Author + information
- Tilak Pasala1,
- Kathir Balakumaran1,
- Rama Dilip Gajulapalli1,
- Arun Kanmanthareddy2,
- Shari Bolen1,
- Meera Kondapaneni1 and
- Ajay J. Kirtane3
The evidence for the use of conventional percutaneous coronary intervention (cPCI), manual thrombectomy (MT) and mechanical thrombectomy (McT) during primary PCI (PPCI) for ST-segment elevation myocardial infarction (STEMI) is conflicting. Moreover, there is a dearth of direct evidence comparing MT versus McT. A network meta-analysis allows for indirect comparisons in a head-to-head fashion.
Electronic search of PubMed, EBSCO, Google Scholar and abstracts from conferences identified 41 randomized trials (Fig 1A) that compared the use of at least 2 of the 3 strategies (cPCI, MT, and McT) during PPCI. Mixed treatment analysis was performed for the earliest available (1-36 months) clinical and procedural endpoints.

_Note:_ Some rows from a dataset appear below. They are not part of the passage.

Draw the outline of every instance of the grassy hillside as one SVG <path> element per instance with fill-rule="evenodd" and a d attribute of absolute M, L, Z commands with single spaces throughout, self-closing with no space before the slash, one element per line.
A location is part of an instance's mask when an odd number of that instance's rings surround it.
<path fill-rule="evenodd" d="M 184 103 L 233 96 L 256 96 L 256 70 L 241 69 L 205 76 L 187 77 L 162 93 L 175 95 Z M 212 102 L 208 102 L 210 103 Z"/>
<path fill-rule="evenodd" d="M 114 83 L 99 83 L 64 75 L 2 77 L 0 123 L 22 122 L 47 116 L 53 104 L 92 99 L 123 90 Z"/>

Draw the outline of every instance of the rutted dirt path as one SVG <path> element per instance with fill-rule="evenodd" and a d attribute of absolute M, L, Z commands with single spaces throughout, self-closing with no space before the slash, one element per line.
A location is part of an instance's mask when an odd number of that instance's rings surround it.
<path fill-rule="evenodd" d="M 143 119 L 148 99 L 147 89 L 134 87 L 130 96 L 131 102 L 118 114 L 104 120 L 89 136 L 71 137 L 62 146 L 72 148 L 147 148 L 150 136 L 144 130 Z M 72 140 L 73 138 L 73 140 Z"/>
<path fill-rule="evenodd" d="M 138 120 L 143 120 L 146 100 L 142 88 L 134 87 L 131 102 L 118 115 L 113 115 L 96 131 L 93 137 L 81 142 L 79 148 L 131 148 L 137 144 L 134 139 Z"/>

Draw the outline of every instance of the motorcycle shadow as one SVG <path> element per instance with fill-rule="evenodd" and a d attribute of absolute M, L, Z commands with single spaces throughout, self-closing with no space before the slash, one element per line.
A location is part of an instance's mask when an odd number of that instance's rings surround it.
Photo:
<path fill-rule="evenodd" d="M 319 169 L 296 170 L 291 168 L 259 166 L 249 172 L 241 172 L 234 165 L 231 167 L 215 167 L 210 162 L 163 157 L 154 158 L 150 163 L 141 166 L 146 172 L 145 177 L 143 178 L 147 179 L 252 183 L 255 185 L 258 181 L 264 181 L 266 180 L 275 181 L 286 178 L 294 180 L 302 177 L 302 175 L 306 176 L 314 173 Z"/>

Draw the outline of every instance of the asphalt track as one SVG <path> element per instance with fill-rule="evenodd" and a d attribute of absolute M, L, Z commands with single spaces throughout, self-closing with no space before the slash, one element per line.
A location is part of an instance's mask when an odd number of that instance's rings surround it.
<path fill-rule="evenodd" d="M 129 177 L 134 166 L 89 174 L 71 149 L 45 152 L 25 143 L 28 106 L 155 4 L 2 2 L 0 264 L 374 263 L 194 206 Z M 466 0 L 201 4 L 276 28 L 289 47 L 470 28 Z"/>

When compared with cPCI, MT and McT were associated with a lower incidence of major adverse cardiovascular events (MACE), which is a composite of death, myocardial infarction (MI) and target vessel revascularization (TVR)(Fig 1B). The rate of complete ST-segment resolution (> 50-70%) at 60 minutes (STR) and post-procedural myocardial blush grade ≥ 2 (MBG) were higher with MT and McT (Fig 1B). Additionally, MT was associated with a lower incidence of MI and higher final ejection fraction (EF) compared to cPCI (Figs 1B and 1C). However, MT was no different than McT for all the endpoints. No statistical inconsistency was noted in the network. MT was highest in hierarchical ranking order (highest to lowest) by comparative efficacy for death, MI, stent thrombosis, MBG, EF (up to 3 months) and final infarct size (up to 3 months) while McT was highest for MACE, TVR and STR (Fig 1D). cPCI was lowest in the hierarchical ranking order for all endpoints.
Reducing the thrombus burden during PPCI for STEMI with either MT or McT improves clinical outcomes and procedural efficacy compared to cPCI.